Hector Santos:
> From: "Wietse Venema"
> 
> > Apologies. Let me phrase this better.
> >
> > None of these loopholes would exist if signatures could vouch only
> > for rfc822.from domains that match the signature's d= domain (*).
> > Third party signatures are part of the problem. Making them "work
> > right" requires additional complexity.  Complexity leads to error,
> > vulnerability and exploitation.
> 
> Wietse, you won't find me arguing this point! :-) That's been my position
> for the past 18+ months (*).
> 
> Now we just need convince everyone else who is bent on allowing open ended
> 3rd party signatures (2822.From != signing domain).  If we allow them, then
> we just can't ignore the exploitation. We need would some "kind" of control.

Thanks for the opportunity to explain my point more clearly.

By themselves, nothing is wrong with third-party (i.e.  2822.From
domain != d= domain) signatures.  The problem is the mistaken belief
that signatures make statements about 2822.From addresses.  This
leads to complexities such as "what domain can sign my mail".  Your
"control" is a solution for a problem that doesn't need not exist.

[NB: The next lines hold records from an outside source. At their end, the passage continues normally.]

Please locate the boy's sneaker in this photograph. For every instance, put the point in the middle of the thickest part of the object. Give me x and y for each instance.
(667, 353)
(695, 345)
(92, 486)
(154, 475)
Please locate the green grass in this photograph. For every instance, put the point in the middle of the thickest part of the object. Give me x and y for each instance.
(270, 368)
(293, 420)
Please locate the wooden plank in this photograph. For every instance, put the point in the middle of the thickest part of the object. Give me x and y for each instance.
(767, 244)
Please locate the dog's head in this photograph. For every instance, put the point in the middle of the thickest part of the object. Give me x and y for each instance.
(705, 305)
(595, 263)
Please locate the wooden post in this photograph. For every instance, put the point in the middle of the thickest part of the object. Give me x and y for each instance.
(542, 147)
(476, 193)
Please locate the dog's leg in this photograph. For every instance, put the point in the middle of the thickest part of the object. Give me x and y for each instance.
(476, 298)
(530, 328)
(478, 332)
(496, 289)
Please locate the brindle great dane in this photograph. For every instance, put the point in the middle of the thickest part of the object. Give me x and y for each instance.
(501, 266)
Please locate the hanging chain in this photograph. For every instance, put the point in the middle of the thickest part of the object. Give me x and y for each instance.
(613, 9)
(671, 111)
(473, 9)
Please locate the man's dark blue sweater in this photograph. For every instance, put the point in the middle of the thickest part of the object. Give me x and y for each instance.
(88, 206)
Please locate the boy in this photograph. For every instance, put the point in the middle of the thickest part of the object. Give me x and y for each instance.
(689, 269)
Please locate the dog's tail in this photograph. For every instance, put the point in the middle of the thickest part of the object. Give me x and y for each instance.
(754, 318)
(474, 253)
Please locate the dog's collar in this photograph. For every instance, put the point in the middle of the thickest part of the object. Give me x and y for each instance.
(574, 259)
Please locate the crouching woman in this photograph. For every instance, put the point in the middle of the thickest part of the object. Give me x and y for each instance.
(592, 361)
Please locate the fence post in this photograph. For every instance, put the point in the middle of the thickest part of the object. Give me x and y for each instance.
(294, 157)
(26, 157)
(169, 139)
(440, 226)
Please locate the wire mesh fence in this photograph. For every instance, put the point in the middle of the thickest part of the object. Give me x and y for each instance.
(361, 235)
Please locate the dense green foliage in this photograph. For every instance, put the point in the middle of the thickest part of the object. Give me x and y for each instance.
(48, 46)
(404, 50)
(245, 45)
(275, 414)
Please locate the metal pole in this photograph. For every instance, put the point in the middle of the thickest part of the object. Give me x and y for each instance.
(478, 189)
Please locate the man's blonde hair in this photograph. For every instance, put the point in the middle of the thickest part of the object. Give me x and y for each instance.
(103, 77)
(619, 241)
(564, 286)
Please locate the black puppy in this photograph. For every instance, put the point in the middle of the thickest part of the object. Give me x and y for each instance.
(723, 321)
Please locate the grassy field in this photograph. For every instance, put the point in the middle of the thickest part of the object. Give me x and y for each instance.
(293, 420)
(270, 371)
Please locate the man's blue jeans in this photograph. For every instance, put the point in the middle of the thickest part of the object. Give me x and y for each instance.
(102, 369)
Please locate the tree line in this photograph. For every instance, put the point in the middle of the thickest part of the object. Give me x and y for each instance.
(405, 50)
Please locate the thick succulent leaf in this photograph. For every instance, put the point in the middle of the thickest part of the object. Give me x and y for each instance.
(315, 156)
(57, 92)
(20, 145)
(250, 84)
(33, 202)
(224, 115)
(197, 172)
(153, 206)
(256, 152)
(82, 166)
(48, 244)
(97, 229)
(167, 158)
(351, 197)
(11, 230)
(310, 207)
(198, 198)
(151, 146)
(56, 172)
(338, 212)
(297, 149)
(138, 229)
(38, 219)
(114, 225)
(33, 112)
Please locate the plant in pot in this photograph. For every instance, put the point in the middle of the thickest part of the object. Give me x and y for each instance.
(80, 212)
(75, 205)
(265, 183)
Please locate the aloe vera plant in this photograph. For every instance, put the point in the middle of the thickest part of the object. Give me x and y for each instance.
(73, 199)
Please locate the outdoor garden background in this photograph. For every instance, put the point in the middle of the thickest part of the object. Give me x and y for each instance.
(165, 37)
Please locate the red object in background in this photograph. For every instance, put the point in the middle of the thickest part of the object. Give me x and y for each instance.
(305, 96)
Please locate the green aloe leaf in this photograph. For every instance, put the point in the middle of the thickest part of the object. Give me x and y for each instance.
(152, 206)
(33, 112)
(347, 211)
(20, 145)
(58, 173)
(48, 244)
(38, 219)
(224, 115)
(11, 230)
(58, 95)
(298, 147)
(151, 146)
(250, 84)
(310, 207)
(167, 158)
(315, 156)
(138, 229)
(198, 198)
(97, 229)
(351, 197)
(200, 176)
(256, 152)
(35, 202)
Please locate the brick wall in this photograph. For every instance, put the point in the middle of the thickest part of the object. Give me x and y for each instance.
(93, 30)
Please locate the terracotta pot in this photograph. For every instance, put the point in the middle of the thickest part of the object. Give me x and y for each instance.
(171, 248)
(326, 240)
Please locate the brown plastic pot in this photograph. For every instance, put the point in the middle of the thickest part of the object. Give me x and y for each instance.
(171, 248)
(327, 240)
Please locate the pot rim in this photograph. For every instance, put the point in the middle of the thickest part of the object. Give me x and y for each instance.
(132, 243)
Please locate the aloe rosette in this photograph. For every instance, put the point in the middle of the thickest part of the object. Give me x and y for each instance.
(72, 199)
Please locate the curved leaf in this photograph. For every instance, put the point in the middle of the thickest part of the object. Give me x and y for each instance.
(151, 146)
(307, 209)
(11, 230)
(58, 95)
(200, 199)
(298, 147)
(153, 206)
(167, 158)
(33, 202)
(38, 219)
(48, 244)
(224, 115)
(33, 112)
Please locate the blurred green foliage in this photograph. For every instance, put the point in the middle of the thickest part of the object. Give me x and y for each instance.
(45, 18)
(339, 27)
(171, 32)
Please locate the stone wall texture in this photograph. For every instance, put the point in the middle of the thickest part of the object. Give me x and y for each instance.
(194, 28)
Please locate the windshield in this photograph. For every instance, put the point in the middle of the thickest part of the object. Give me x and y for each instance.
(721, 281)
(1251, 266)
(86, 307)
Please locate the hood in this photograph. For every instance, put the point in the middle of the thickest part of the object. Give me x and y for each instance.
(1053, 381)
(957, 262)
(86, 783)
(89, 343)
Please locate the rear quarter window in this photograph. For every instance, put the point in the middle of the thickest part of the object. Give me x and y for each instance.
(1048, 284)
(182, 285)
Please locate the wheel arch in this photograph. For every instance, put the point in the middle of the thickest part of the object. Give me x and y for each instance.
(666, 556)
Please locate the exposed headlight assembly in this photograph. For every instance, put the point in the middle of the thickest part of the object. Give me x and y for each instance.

Even in the case of a first-party signature (2822.From matches d=
domain), the 2822.From is not of primary importance. It is the
signing domain that comes first; the signature is the basis of any
rating that one might assign to an email message.

I favor first-party signatures mainly because they avoid reputation
cross-talk: when an ISP uses the same shared signing domain for
multiple author domains, bad actors can negatively affect the email
reputation of innocent author domains. With first-party signatures
the damage would be more confined to the bad actor's author domains.

Both first-party and shared-party signature approaches present
scalability challenges.  With first-party signatures, there is a
technical problem of deciding what signing domain and key to use.
With shared-party signatures, there is a non-technical problem of
preventing bad actors from messing up everyone elses reputation.
As a technical person, I prefer to tackle the technical problem.